Environmental behaviors and risks of bioactive micropollutants

Bioactive micropollutants of emerging concern, such as hormones, pharmaceuticals, and perfluorochemicals are widely present in the environment, usually at low concentrations, but can still cause profound negative impacts to ecological and human health. Based on strong laboratory capability in trace chemical analysis and structural identification, Huang laboratory has conducted studies to examine the occurrence, transformation and fate of emerging contaminants in soil and water systems, to provide fundamental information for science-informed risk analysis and regulation.

Application of advanced oxidation for food safety

Effective cleaning and disinfection is of paramount importance for fresh produce industry to prevent or limit foodborne illness. Chlorine-based sanitization is the most commonly used due to its relatively low cost and high efficacy in inactivating pathogens. Concerns have however been on the rise about the formation of disinfection by-products (DBPs) in relation to the use of chlorine-based sanitizers. Therefore, alternative sanitizers that are effective, economically feasible, but less prone to DBP formation is in great need. We are conducting studies to explore the possible use of activated persulfate, a relatively new advanced oxidation process (AOP) that has been studied actively in recent environmental studies, in applications as an alternative sanitizer for fresh produce.

Environmental implication and application of nanotechnology

The rapidly growing nanotechnology presents a double-edged sword to the environment. On one hand, the unusual properties and reactivity of nanomaterials offer unprecedented opportunities to address tough contamination problems. On the other hand, certain nanomaterials may impose unexpected environmental risks. Huang laboratory has studied both the environmental application and implication of nanotechnology, and have examined zero-valent iron nanoparticles (ZVIN), manganese oxide nanoparticles and carbon nanotubes.

Application of advanced Mass Spectrometry in environmental studies

Transformation of contaminants in environmental and engineered systems is of a central interest to Huang laboratory. The rapid advancement in spectroscopy such as high resolution mass spectrometry provides unprecedented opportunities for chemical analysis and system characterization. Huang laboratory is keen on taking this opportunity in their on-going research to examine complicated reaction pathways in complex reaction matrices.

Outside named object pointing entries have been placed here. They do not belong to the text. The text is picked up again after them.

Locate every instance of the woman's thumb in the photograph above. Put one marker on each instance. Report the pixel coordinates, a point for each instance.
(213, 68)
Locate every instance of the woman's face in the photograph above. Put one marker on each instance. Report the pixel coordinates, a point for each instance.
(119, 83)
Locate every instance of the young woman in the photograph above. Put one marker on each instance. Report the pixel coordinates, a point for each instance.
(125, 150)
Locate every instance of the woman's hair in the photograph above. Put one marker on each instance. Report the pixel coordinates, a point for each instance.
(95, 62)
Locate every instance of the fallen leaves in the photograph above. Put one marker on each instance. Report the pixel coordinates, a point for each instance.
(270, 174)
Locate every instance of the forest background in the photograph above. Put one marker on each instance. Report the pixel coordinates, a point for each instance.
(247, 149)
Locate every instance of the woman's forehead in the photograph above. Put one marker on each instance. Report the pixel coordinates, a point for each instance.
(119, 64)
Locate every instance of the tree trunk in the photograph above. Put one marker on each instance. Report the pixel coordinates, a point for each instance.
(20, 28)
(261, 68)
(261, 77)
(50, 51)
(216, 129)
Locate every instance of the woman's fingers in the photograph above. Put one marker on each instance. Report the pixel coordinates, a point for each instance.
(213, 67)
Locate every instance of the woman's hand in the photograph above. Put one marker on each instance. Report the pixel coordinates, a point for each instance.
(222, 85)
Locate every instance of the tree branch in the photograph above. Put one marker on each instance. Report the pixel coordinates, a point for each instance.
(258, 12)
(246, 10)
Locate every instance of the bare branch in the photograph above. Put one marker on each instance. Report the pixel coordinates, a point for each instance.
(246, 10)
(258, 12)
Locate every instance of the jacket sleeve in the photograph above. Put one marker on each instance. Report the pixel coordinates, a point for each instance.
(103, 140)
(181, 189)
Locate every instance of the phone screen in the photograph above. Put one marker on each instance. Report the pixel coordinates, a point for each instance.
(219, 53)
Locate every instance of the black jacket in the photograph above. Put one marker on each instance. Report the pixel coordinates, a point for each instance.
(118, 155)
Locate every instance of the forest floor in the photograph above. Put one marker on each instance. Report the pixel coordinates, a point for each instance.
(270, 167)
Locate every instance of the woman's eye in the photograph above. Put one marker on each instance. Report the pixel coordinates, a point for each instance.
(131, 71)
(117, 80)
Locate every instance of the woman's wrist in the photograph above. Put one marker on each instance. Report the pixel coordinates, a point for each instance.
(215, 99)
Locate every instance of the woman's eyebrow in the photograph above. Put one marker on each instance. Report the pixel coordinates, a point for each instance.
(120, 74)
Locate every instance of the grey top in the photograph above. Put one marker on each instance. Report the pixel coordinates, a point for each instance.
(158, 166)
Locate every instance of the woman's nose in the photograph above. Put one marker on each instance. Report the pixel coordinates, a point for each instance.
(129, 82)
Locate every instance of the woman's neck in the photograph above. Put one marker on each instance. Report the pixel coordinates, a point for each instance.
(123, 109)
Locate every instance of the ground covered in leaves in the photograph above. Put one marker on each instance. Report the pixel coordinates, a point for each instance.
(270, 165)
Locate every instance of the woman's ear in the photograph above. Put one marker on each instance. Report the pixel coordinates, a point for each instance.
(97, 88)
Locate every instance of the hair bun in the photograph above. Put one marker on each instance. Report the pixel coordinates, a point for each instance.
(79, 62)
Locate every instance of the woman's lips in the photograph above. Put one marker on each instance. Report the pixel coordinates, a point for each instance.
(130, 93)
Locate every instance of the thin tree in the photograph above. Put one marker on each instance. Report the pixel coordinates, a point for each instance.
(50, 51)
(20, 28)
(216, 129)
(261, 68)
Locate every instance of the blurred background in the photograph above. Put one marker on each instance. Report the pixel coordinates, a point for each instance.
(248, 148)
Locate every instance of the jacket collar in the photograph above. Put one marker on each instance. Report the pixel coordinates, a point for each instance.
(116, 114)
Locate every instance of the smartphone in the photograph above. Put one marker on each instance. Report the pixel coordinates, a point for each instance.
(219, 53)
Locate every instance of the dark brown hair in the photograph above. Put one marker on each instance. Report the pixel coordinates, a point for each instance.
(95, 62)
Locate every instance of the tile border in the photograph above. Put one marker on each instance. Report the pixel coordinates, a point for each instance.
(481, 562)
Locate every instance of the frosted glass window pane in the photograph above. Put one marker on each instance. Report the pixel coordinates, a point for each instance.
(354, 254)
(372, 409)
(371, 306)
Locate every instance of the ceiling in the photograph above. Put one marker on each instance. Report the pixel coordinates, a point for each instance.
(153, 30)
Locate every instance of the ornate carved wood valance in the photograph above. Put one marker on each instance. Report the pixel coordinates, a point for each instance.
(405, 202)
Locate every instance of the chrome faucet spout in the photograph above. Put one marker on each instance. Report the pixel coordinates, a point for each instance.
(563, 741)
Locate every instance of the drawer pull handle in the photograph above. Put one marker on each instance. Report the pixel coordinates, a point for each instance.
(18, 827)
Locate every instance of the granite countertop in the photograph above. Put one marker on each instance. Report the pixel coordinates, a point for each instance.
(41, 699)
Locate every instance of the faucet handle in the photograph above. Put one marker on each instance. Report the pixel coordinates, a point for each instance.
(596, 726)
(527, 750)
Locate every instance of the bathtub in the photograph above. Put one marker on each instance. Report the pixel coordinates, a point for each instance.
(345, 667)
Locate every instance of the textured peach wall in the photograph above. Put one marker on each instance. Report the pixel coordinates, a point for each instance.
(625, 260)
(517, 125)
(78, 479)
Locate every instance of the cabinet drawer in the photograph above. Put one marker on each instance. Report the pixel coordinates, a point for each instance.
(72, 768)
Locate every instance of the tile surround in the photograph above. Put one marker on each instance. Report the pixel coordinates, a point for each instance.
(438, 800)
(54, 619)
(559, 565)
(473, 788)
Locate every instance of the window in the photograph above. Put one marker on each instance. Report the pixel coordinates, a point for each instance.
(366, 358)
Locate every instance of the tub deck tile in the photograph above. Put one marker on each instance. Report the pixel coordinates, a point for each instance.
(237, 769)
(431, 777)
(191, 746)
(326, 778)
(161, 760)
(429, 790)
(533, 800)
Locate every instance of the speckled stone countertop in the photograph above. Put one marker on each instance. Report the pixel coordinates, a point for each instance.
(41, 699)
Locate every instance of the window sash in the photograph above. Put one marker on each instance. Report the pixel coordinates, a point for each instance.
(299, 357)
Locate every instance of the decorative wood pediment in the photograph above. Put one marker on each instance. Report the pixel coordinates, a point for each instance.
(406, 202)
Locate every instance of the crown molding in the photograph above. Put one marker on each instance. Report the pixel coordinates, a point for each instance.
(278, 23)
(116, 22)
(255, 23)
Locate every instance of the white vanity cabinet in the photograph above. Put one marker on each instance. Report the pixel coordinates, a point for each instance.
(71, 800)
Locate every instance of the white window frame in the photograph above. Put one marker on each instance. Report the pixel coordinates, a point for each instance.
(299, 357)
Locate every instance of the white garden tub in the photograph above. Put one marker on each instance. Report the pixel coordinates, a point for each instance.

Elucidation of reaction mechanisms using molecular modeling and simulation

Understanding the mechanisms governing contaminant transformation is important in predicting the environmental behaviors and risks of pollutants and optimizing reactions to degrade them. Huang laboratory employs molecular modeling and simulation tools to elucidate the mechanisms at molecular level by characterizing the bonding and electronic structures, reaction energetics, and transition states.